One final substantive portion of the bill is trickier. The DMCA also prohibits trafficking in circumvention tools or devices. But if nobody can distribute circumvention tools, a fair-use exemption for circumventing DRM arguably isn’t worth a whole lot – most consumers can’t crack DRM on their own and therefore need software or other tools to help them. So, the new bill would create a similar exemption for trafficking in circumvention tools primarily for non-infringing purposes. The trouble is that it’s hard to see how this or any bill could exempt some trafficking without effectively exempting all trafficking and gutting this provision entirely.
To many, this too would be a welcome change.
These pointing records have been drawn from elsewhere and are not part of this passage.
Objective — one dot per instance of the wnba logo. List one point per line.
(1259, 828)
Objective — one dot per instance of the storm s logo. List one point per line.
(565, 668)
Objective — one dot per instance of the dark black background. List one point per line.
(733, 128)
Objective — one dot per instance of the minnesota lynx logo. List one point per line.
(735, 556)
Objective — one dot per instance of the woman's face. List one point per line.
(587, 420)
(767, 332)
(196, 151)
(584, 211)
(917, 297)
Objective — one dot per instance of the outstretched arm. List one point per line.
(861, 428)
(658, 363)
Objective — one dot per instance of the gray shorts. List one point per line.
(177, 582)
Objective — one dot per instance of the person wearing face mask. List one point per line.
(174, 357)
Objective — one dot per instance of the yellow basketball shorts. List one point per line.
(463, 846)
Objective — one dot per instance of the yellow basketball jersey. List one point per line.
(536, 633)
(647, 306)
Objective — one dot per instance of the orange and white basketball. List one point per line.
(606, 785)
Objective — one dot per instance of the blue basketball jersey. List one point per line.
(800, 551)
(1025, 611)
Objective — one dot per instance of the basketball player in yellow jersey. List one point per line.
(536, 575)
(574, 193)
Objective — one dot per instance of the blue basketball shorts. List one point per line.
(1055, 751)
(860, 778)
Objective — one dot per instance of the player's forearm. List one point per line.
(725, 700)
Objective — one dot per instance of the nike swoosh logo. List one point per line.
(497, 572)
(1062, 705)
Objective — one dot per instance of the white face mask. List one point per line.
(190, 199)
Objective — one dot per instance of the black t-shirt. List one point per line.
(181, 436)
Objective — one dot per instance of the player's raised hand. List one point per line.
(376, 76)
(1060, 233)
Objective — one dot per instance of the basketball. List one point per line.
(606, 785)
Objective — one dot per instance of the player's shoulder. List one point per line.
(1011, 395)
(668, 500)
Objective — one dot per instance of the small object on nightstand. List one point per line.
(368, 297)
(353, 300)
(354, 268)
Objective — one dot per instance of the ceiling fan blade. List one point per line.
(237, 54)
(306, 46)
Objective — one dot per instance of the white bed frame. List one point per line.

But there are serious arguments on the other side. Rightsholders would argue that the trafficking ban has made tools like deCSS relatively obscure to mainstream consumers, thus serving its intended goal of limiting infringement to at least some degree, and that DRM is not per se restrictive and can enable new business models (e.g. streaming rentals) that benefit consumer choice. There’s no shortage of dispute on these points. But whatever its efficacy, the circumvention tool trafficking ban was a key piece of the compromise struck in the DMCA, and the prospect of substantially loosening it raises complex questions that merit close scrutiny and debate at least.
The bill also calls for a report from NTIA on the anti-circumvention provisions’ effect on consumer choice, competition, and the free flow of information. The report would include an examination of obstacles to further reforms or full repeal of the circumvention ban, specifically calling out international trade agreements like the TPP.
These proposals come at the beginning of what is sure to be a long debate over copyright reform, and in that context they are most welcome. Of the myriad issues now on the table, anti-circumvention reform is sure to be a central theme among the tech policy crowd, and today’s bill provides a good starting point to that important conversation.